Ce que d’autres, notamment les policiers, démentent avec véhémence. Pour eux, Monique Olivier est une dissimulatrice. Elle a bel et bien assisté «l’ogre des Ardennes» dans ses crimes. Et quels crimes! Dix meurtres de jeunes femmes, toutes choisies pour assouvir ses pulsions sexuelles. Dix «membranes» pour cet obsédé sexuel attiré par la virginité de ses victimes. Alors, comment pardonner?

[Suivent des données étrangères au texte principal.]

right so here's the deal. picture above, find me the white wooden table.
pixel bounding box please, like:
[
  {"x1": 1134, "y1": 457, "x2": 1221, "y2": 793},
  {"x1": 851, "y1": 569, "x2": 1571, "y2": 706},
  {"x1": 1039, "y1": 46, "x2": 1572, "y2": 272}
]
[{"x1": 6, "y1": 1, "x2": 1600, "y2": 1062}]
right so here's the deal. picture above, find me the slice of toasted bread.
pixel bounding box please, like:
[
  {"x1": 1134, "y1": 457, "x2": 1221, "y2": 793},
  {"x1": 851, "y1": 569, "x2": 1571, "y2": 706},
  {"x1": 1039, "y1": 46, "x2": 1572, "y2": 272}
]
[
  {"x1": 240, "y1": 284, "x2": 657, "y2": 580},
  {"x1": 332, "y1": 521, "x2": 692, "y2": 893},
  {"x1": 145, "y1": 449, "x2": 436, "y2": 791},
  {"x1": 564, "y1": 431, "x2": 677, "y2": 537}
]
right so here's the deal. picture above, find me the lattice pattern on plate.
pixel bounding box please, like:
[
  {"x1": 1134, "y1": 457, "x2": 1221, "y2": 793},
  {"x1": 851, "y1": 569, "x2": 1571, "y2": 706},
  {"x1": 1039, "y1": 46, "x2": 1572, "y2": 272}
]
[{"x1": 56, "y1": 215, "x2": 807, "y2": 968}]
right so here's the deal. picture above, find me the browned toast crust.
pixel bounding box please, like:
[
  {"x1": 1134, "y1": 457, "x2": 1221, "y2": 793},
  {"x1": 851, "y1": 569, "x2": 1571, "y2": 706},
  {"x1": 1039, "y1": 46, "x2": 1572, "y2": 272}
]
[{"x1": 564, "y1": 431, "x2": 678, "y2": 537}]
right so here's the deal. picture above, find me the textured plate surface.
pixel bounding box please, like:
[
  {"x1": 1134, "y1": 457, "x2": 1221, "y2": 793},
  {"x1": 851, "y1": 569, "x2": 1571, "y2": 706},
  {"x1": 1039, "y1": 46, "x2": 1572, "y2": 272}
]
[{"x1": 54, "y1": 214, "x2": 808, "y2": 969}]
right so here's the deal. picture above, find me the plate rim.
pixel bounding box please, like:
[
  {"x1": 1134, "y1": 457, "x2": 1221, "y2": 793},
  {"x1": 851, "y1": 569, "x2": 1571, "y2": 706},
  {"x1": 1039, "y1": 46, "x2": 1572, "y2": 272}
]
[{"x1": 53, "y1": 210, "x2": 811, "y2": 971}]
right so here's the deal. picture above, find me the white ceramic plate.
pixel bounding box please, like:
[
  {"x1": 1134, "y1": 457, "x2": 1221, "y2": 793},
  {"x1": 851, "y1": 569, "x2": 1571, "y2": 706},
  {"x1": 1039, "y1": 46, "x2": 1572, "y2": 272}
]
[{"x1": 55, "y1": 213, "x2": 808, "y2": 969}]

La face sombre de notre humanité
Monique Olivier est la face sombre de notre humanité. Tout au long du procès, elle a répondu comme si ce qui s’était passé ne dépendait pas d’elle. Ses avocats ont plaidé avec des faits. Sans ses aveux en 2018, obtenus par une juge d’instruction qui a su instaurer la confiance, jamais cet ultime procès n’aurait pu avoir eu lieu. Ils ont demandé aux jurés de «laisser de la place à la défense», et de distinguer entre cette femme complice et l’auteur des crimes. Ils ont argumenté sur la nécessité de distinguer les peines, même si le Code pénal français ne fait pas cette distinction.
La tête droite, dans un pull dont elle tirait régulièrement les manches, Monique Olivier a écouté. Elle ne s’est pas effondrée. Elle avait, quelques jours plus tôt, écouté le témoignage de leur fils Sélim, 34 ans (accusé lui aussi de violences sexuelles en 2023) venu dire que lors de sa séparation avec Michel Fourniret en 2004, sa mère avait retrouvé une vie normale, qu’elle n’aurait jamais été seule coupable de telles abominations. Là aussi, les images du documentaire de Netflix sont très parlantes. Monique Olivier se fige dans le silence. Puis, elle s’ouvre par intervalles, parle et se referme.
La proie d’autres personnes
L’accusée du tribunal de Nanterre a été, tout au long de sa vie, la proie d’autres personnes auxquelles elle a tenté d’échapper. Il y a eu, évidemment, Michel Fourniret. L’ogre. Le tueur. Le manipulateur. L’homme tellement capable de dissimulation qu’il a même convaincu la femme d’un de ses ex-codétenus de lui indiquer la cache du magot amassé par le «gang des Postiches», avant de l’assassiner. Mais d’autres lui ont volé sa vie. Les policiers. Les magistrats. Tous ceux qui l’ont forcé à s’exprimer.
Toujours seule
Dans les Ardennes, où elle résidait avec Fourniret au château du Sautou – situé à Donchery – acquis en 1988, Monique Olivier ne fréquentait personne. Elle était seule. C’est cette année-là que disparaît Marie-Angèle Domèce, alors qu’elle marchait sur une route à Auxerre. Pour mettre en confiance la victime, Monique Olivier, alors enceinte de sept mois de leur fils Selim, se montre dans la voiture. Elle lui aurait fait signe pour la rassurer. La mort annoncée, alors masquée par une prochaine naissance. Au vu de tels faits, la peine de prison à la perpétuité prononçée mardi 19 décembre par le tribunal de Nanterre ne clôturera malheureusement pas l’affreuse et impardonnable saga du crime des époux Fourniret-Olivier.